FIG. 12 is a flowchart illustrating a processing procedure for training processing according to the fourth embodiment.
FIG. 13 is a diagram illustrating an example of a configuration of an audio signal processing apparatus according to a fifth embodiment.
FIG. 14 is a diagram illustrating an example of a computer that realizes an audio signal processing apparatus or a training apparatus by executing a program.
DESCRIPTION OF EMBODIMENTS
Hereinafter, embodiments of an audio signal processing apparatus, an audio signal processing method, an audio signal processing program, a training apparatus, a training method, and a training program according to the present application will be described in detail with reference to the drawings. The present invention is not limited to the embodiments described below.
In the following, when “{circumflex over ( )}A” is described with respect to A which is a vector, matrix, or scalar, it is assumed to be equivalent to “a symbol with “{circumflex over ( )}” written immediately above “A”.
First Embodiment
Audio Signal Processing Apparatus
First, an audio signal processing apparatus according to a first embodiment will be described. The audio signal processing apparatus according to the first embodiment generates auxiliary information by using video information of speakers at the time of recording an input mixed audio signal in addition to an audio signal of a target speaker. In other words, the audio signal processing apparatus according to the first embodiment has two auxiliary neural networks (a first auxiliary neural network and a second auxiliary neural network), in addition to a main neural network that estimates information regarding an audio signal of the target speaker included in the mixed audio signal, and an auxiliary information generation unit that generates one piece of auxiliary information using outputs of these two auxiliary neural networks.
FIG. 1 is a diagram illustrating an example of a configuration of the audio signal processing apparatus according to the first embodiment. The audio signal processing apparatus 10 according to the first embodiment is realized, for example, by a computer or the like, which includes a read only memory (ROM), a random access memory (RAM), a central processing unit (CPU), and the like, reading a predetermined program and the CPU executing the predetermined program.

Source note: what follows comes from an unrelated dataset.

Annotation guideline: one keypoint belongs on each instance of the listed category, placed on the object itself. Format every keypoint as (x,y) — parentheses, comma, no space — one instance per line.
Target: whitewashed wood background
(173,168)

As illustrated in FIG. 1 , the audio signal processing apparatus 10 includes an audio signal processing unit 11, a first auxiliary feature conversion unit 12, a second auxiliary feature conversion unit 13, and an auxiliary information generation unit 14 (a generation unit). A mixed audio signal including audio from a plurality of sound sources is input to the audio signal processing apparatus 10. Further, an audio signal of a target speaker and video information of speakers at the time of recording the input mixed audio signal are input to the audio signal processing apparatus 10. Here, the audio signal of the target speaker is a signal obtained by recording what the target speaker utters independently in a different scene (place and time) from a scene in which the mixed audio signal is acquired. The audio signal of the target speaker does not include audio of other speakers, but may include background noise or the like. Further, the video information of speakers at the time of recording the mixed audio signal is a video containing at least the target speaker in the scene in which the mixed audio signal to be processed by the audio signal processing apparatus 10 is acquired, for example, a video capturing a state of the target speaker in the scene. The audio signal processing apparatus 10 estimates and outputs information regarding the audio signal of the target speaker included in the mixed audio signal.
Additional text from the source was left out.